ARTIGOS


Por que regredimos em Porto Alegre? (Adeli Sell)

No dia 26 de março de 2018 Porto Alegre faz 246 anos. Esta é uma data que deveria ser para refletirmos sobre Porto Alegre. Me amparo em George Santayana que diz: “os que são incapazes de recordar o passado são condenados a repeti-lo”. Junto as pontas e digo que temos que ser honestos com nós mesmos e reconhecer nossos erros, pensar e não os repetir. 

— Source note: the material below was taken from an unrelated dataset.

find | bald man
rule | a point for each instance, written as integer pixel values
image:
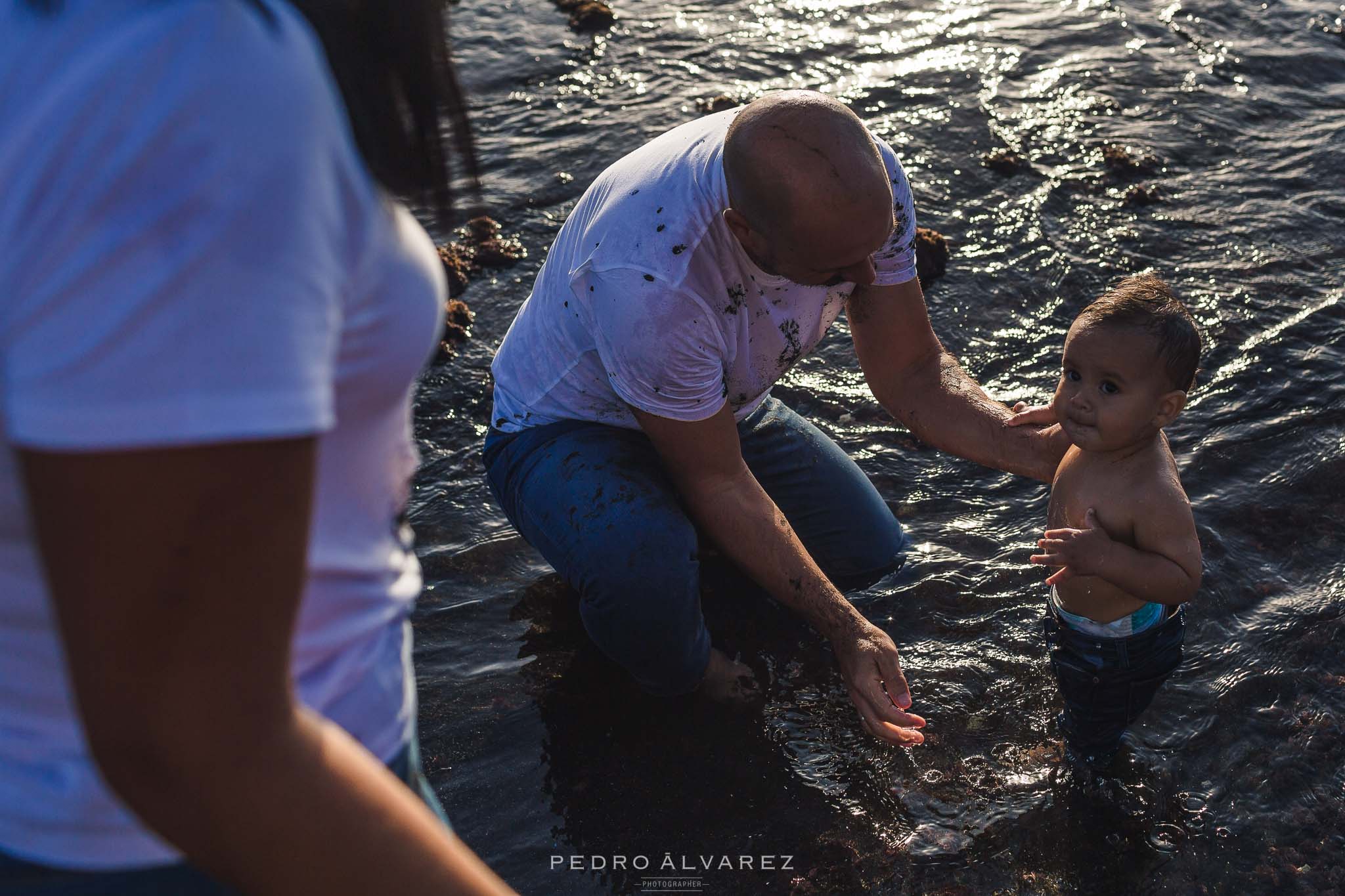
(632, 412)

O último bonde parou na cidade em 8 de março de 1970, às 20h30. Este evento é o ponto de divisão entre a Porto Alegre moderna e a suspensão dela. A entrada dos ônibus foi um momento crasso de mudanças. Hoje temos que repensar o transporte coletivo por ônibus. Não se enxergou a região metropolitana como rede integrada, racionalizando e poluindo menos. A integração de fato do sistema coletivo com a Trensurb também foi um erro.

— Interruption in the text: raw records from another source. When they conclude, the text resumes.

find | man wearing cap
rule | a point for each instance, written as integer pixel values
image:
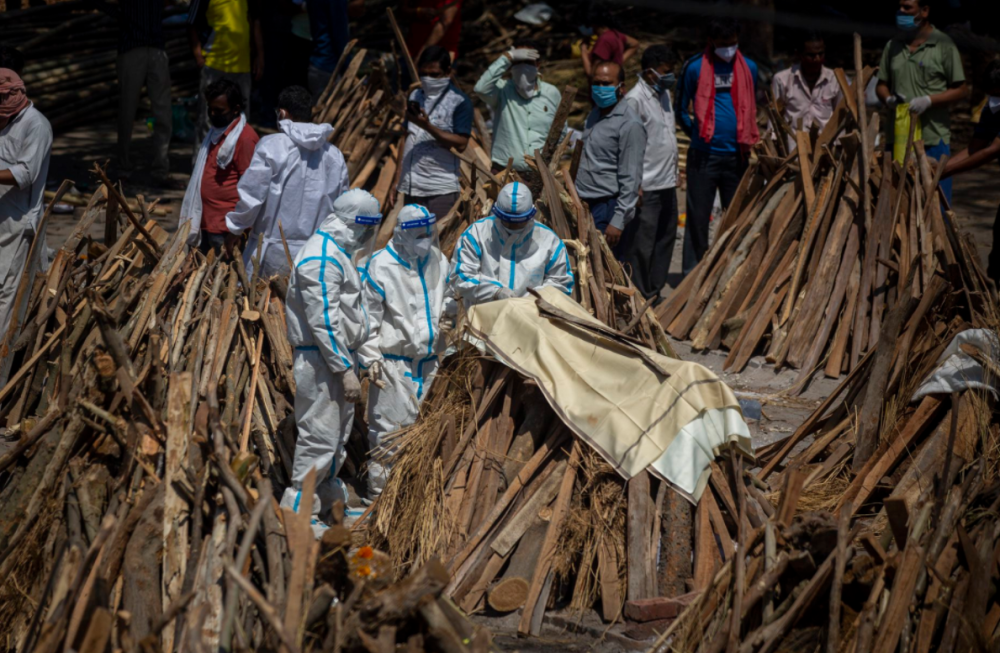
(25, 146)
(523, 106)
(505, 254)
(326, 324)
(405, 295)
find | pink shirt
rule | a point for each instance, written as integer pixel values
(812, 106)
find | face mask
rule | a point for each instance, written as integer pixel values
(907, 23)
(726, 54)
(434, 85)
(663, 82)
(421, 247)
(525, 77)
(221, 121)
(604, 96)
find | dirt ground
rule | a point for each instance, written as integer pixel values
(976, 197)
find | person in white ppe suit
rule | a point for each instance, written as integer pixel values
(405, 293)
(293, 180)
(327, 322)
(505, 254)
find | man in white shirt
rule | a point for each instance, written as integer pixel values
(647, 242)
(25, 146)
(808, 91)
(291, 183)
(438, 118)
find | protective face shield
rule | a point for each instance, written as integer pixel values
(359, 211)
(727, 54)
(604, 96)
(434, 86)
(906, 23)
(525, 78)
(416, 232)
(663, 82)
(515, 205)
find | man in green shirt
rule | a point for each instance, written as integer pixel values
(523, 106)
(922, 67)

A criação do calçadão da "Rua da Praia", tirando-se dali as pedras do calçamento, a falta de incentivos a manutenção de espaços de convívio como o Café Ryan, a  Churrascaria Urca, a livraria do Globo, lojas como Bromberg, Louro, Sloper, Krae, Kirk, Guaspari, identificadas como comércio local, o fim de dezenas de cinemas de rua,  parte do povo deixa de ir ao Centro e circular pelas nossas ruas. Não foram apenas símbolos que se foram, isto mudou a cidade. Atualmente as ruas, as praças, as calçadas estão privatizadas pela ilicitude. Nosso mobiliário urbano é o pior que se possa ter. Tiramos parcelas importantes de vida das ruas, jogando-se para dentro de shoppings.

O Cais do Porto, sem busca de aumento do calado, foi se acabando, ficando mais e mais ocioso. O Mercado Público, um cartão postal da cidade, quase foi demolido na gestão do então prefeito Thompson Flores; mesmo sem estacionamento, com flanelinhas, camelôs ilegais no entorno, as pessoas insistem em ir. O mesmo acontece com o Brique, tomada de ilicitudes, mas vamos nas manhãs de domingo, nem que seja só para matear, pegar sol, ver e conversar, curtindo a vida. 

Uma cidade se faz de mesclas, conforme Jane Jacobs, no livro “Vida e Morte de Grandes Cidades”, de ricos e de pobres, de remediados, de gente que vai e vem, de tipos distintos de prestação de serviços, de moradias misturadas com comércio é que se dá vida a uma cidade, a uma região. O urbanista Jan Gael nos ensinou que a cidade (é) para as pessoas. Acrescento a essas ideias que a cidade deve ser construída com a participação das pessoas, considerando as diversidades.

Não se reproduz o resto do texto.